O Executivo também poderá estabelecer limites de quantidade ou de frequência para o uso da alíquota reduzida nas compras destinadas a pessoas físicas. Poderá ainda definir critérios para impedir o fracionamento artificial de remessas e o uso do regime em operações comerciais ou de revenda.
A nova lei permite usar a taxa de câmbio do dia da compra para calcular o valor das mercadorias adquiridas em plataformas habilitadas no programa de conformidade. Atualmente, a mudança na cotação do dólar entre a compra e a entrada da mercadoria no país pode mudar o valor sobre o qual os impostos são calculados.
Além disso, a lei também estabelece outras mudanças, tais como:
- a isenção para medicamentos sem similar nacional destinados ao tratamento de doenças raras ou negligenciadas;
- a adoção de medidas contra a venda de produtos ilegais;
- avaliações periódicas dos impactos da desoneração no emprego, indústria, comércio, preços e arrecadação.
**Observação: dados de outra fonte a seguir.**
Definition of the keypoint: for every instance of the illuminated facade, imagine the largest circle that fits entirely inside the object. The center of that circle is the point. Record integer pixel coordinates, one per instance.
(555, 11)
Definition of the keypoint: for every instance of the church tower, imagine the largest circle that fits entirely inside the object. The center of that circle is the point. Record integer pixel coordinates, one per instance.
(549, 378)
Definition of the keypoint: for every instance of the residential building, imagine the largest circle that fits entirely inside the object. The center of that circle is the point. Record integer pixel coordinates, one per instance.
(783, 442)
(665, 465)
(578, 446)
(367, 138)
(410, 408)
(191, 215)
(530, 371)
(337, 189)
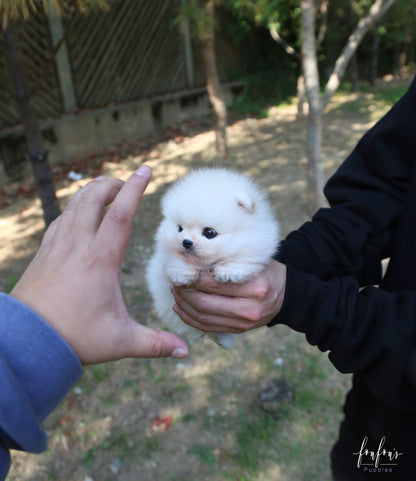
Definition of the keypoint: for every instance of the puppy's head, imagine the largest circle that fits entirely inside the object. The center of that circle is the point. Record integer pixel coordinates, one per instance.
(210, 216)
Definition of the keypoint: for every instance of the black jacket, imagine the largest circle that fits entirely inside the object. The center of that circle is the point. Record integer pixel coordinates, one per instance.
(334, 264)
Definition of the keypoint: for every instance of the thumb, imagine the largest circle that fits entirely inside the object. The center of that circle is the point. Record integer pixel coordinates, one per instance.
(147, 342)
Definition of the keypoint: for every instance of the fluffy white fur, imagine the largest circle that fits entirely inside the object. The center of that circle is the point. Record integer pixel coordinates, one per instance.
(215, 221)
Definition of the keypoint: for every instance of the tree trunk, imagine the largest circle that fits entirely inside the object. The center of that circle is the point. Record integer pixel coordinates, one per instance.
(300, 89)
(37, 155)
(374, 57)
(207, 39)
(317, 104)
(312, 86)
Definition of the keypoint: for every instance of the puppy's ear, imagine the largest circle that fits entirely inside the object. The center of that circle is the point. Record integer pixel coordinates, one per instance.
(244, 201)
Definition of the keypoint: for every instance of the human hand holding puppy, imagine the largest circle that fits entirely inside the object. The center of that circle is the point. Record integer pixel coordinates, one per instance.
(73, 281)
(217, 307)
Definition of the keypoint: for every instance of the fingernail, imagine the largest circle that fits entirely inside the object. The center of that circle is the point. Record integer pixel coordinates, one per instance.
(144, 171)
(179, 353)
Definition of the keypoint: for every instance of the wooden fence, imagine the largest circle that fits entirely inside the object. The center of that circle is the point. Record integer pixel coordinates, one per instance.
(133, 51)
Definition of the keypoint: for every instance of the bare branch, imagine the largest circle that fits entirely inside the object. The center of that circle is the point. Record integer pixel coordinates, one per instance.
(323, 9)
(377, 10)
(277, 38)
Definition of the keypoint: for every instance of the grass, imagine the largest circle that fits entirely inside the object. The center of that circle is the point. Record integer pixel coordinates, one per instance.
(370, 103)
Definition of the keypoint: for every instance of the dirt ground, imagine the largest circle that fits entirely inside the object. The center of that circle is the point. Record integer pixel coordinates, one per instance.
(198, 418)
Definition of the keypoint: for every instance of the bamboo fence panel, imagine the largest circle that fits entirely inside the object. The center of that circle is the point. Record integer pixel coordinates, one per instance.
(131, 52)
A nova lei teve origem na Medida Provisória (MP 1.357/2026) encaminhada pelo Executivo ao Congresso Nacional em maio deste ano. A matéria foi aprovada no Senado em 3 de setembro, sob relatoria da senadora Leila Barros (PDT-DF).
Medicamentos
A nova legislação prevê alíquota zero do Imposto de Importação de medicamentos sem similar nacional adquiridos por pessoas físicas para uso próprio no tratamento de doenças raras ou negligenciadas.
Esses produtos também ficarão fora dos limites de valor previstos no Regime de Tributação Simplificada. Para ter direito ao benefício, o medicamento deverá ser classificado pela Agência Nacional de Vigilância Sanitária (Anvisa) como “sem similar nacional”.
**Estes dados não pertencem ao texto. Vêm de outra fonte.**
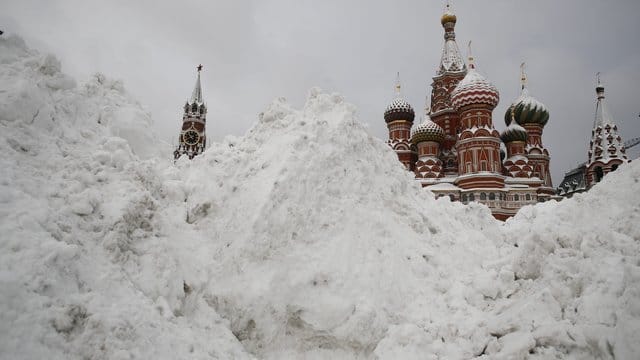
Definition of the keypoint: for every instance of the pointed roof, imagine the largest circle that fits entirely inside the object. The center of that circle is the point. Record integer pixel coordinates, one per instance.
(399, 109)
(474, 89)
(196, 96)
(451, 60)
(606, 143)
(603, 116)
(526, 109)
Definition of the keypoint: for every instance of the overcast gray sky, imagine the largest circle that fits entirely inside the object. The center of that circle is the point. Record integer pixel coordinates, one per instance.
(256, 50)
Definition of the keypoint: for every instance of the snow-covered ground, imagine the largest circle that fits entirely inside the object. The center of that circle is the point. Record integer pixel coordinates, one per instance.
(303, 239)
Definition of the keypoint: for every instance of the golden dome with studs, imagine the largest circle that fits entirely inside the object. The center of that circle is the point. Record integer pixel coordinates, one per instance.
(448, 16)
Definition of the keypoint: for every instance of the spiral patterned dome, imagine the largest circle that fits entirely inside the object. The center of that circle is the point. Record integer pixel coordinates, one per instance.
(514, 132)
(427, 131)
(399, 109)
(474, 89)
(448, 17)
(527, 110)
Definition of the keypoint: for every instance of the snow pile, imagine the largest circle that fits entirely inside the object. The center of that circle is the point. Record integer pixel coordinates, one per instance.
(324, 243)
(303, 239)
(581, 259)
(84, 269)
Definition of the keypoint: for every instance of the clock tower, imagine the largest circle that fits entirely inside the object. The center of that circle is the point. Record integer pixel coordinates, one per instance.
(192, 139)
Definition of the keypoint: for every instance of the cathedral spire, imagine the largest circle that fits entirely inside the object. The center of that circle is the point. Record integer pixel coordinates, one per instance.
(472, 63)
(451, 60)
(196, 96)
(523, 77)
(398, 86)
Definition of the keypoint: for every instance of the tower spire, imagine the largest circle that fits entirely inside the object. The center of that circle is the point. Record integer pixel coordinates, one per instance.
(196, 96)
(451, 60)
(523, 77)
(472, 64)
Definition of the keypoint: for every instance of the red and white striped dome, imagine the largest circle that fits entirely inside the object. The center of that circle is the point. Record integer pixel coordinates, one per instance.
(474, 89)
(427, 131)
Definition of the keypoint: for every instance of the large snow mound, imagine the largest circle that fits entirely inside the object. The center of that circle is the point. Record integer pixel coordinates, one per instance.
(305, 238)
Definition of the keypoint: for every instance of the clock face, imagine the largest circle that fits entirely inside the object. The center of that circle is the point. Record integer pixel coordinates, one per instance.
(191, 137)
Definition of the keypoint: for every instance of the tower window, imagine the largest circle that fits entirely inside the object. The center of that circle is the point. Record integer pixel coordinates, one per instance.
(599, 174)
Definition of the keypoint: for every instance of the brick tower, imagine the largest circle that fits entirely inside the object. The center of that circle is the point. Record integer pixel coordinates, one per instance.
(192, 139)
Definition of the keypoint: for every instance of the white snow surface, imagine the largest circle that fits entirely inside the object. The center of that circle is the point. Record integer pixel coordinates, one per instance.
(303, 239)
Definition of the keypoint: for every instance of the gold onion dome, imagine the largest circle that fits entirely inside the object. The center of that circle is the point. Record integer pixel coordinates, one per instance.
(427, 131)
(514, 132)
(448, 17)
(527, 110)
(399, 109)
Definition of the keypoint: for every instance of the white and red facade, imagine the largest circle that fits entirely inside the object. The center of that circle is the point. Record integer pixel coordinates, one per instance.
(192, 140)
(456, 151)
Os critérios e os procedimentos para garantir a isenção serão regulamentados pelos órgãos competentes. A medida produzirá efeitos observado o prazo máximo de 180 dias da publicação da lei.
Impacto econômico
O texto determina que o Ministério da Fazenda avaliará periodicamente os efeitos econômicos da tributação das remessas internacionais. O primeiro levantamento deverá ser concluído e publicado em até três meses. Os demais deverão ser realizados em intervalos de, no máximo, seis meses.
A análise deverá considerar:
- os impactos sobre emprego e renda, especialmente nos setores que empregam mais trabalhadores;
- a competitividade da indústria e do comércio varejista;
- os preços dos produtos de consumo popular;
- o volume, o valor e a origem das remessas internacionais;
- as diferenças tributárias e concorrenciais entre os produtos importados e os nacionais;
- os efeitos sobre a arrecadação federal e estadual.
O acompanhamento deverá abranger obrigatoriamente os setores têxtil, de vestuário, calçados, acessórios, brinquedos e cosméticos. O Ministério da Fazenda terá até 15 dias, após a conclusão de cada avaliação, para publicar o relatório.
O Congresso Nacional também deverá realizar uma avaliação anual do regime. Para isso, o Poder Executivo terá de apresentar, até 30 de abril de cada ano, um relatório com os valores arrecadados, os impactos na indústria e no comércio e a estimativa de renúncia de receitas para o ano seguinte. O objetivo das avaliações é gerar um banco de dados para que Executivo e Legislativo busquem caminhos para avançar na isonomia tributária para a indústria e o comércio nacional.
Responsabilização das plataformas
A nova lei busca ainda ampliar a responsabilidade das plataformas digitais intermediadoras e dos operadores logísticos habilitados no programa de conformidade da Receita Federal. As empresas habilitadas no programa deverão adotar mecanismos para identificar indícios de subfaturamento, fracionamento artificial de encomendas e ocultação do remetente. Entre as providências exigidas estão a rastreabilidade dos vendedores estrangeiros, o monitoramento de padrões anormais de remessas, a manutenção de registros eletrônicos e a cooperação com o Fisco.
As plataformas de comércio eletrônico também precisarão verificar os dados cadastrais dos vendedores, incluindo CPF ou CNPJ, contas bancárias, carteiras digitais e outros meios de pagamento associados. Deverão ainda oferecer canais para denúncias de produtos ilegais ou que violem direitos de propriedade intelectual, retirar ofertas irregulares e suspender vendedores infratores.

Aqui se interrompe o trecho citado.